地獄以上に地獄的というのはそういう意味である。聖書にもあるではないか、「狐は穴あり。空の鳥は巣あり。然れども人の子は枕する所なし」(マタイ伝第八章二十)。この箴言は、より「人の子」(彼らは人間よりも化物的だった。が、それでもそれを辛いと己が身に刻むだけのナイーヴな「人の子」だった)にとっては、救いようのない言葉である。同時に、どうしようもない事実である。


世界は彼らを許さなかった。逃げ場はどこにもないように思えた。事実、彼らの多くは憤死に倒れた――あるいは自らの運命に諦めを覚えつつの絶望でもって、死んでしまった。


わたしはそのような「彼ら」の存在を、「力を持ったからよいではないか」と片づけることができない。
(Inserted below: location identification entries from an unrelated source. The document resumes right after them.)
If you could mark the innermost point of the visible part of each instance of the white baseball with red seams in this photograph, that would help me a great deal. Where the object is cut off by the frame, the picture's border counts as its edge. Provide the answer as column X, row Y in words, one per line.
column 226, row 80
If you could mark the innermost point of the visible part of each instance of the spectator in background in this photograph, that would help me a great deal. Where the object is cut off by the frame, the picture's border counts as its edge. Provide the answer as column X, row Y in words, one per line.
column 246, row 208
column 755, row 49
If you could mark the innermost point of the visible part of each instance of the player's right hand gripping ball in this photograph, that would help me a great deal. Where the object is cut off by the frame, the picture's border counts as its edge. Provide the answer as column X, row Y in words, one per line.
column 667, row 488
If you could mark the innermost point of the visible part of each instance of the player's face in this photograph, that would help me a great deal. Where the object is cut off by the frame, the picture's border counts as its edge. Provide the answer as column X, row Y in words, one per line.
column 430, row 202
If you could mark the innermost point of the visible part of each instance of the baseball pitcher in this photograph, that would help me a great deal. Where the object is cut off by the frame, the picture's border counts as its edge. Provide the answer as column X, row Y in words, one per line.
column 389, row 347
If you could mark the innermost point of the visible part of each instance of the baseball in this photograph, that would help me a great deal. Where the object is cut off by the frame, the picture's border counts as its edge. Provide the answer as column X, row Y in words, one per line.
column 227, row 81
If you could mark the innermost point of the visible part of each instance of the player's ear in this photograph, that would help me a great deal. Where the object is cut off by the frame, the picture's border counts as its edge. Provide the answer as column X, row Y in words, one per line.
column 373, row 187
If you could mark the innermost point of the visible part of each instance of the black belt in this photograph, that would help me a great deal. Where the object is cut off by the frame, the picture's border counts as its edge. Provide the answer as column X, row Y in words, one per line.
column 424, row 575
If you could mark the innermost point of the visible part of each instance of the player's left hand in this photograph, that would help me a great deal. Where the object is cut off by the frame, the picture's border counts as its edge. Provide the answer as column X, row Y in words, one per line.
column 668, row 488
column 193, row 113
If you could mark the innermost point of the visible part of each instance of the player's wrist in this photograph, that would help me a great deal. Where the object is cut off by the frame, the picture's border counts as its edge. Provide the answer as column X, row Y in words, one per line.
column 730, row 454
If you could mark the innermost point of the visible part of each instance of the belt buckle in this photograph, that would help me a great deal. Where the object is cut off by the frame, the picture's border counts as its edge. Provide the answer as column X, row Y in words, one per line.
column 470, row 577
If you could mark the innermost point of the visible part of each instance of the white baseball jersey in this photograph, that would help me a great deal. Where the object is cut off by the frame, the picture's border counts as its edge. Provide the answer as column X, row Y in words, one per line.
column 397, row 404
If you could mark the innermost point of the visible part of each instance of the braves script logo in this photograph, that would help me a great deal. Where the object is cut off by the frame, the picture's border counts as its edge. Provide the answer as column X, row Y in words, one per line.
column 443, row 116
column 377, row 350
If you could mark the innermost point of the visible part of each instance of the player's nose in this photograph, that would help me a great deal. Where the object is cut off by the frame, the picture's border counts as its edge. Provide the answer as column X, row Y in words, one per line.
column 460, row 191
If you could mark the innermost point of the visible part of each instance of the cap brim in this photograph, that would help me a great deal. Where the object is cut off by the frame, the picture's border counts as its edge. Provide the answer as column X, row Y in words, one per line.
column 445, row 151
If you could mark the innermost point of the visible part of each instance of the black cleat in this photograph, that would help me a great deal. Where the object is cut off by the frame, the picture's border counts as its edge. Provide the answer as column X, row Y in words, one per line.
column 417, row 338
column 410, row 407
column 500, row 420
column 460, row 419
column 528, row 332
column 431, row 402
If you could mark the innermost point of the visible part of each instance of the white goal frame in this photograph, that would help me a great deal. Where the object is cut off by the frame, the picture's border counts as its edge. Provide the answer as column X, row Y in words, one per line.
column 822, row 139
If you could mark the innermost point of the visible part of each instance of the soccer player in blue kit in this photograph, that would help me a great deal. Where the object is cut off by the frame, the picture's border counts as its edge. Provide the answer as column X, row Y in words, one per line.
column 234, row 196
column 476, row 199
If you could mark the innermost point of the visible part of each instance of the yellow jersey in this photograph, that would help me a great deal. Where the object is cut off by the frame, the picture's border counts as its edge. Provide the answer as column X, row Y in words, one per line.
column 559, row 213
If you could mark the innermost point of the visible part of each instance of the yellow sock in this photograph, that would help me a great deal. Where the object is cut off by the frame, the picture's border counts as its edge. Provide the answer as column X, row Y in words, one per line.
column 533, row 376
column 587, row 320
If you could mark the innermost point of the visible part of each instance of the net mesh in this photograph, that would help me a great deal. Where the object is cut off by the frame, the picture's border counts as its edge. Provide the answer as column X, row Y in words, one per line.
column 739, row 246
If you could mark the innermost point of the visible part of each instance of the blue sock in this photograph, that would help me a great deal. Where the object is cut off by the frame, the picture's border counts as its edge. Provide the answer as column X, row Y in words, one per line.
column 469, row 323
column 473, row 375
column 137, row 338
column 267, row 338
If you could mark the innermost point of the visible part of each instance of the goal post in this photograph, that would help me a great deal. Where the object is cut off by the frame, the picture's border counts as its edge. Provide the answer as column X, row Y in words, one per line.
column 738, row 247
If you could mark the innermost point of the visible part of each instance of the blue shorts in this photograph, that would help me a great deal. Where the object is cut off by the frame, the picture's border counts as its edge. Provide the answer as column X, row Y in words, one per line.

わたしはアウトサイダーを守らんとしているのではない。ただ、いささかの弁護をしたいだけである。彼らを守るには――守りきるのは、とてもわたしの手には余る。それほどまでに、全世界的に見て、総数は多い。それは、もちろん、フツウの人よりは、遥かに数は少ないけれど。そして、わたし自身、己自身を守ることが出来ない以上、彼らすべてを守りきることなど――


ああ、話が逸れた。


ともかくも、彼らは安住の地を探していた。そんな場所は、どこにも存在しなかった。だからこそ、彼らの多くは横死した。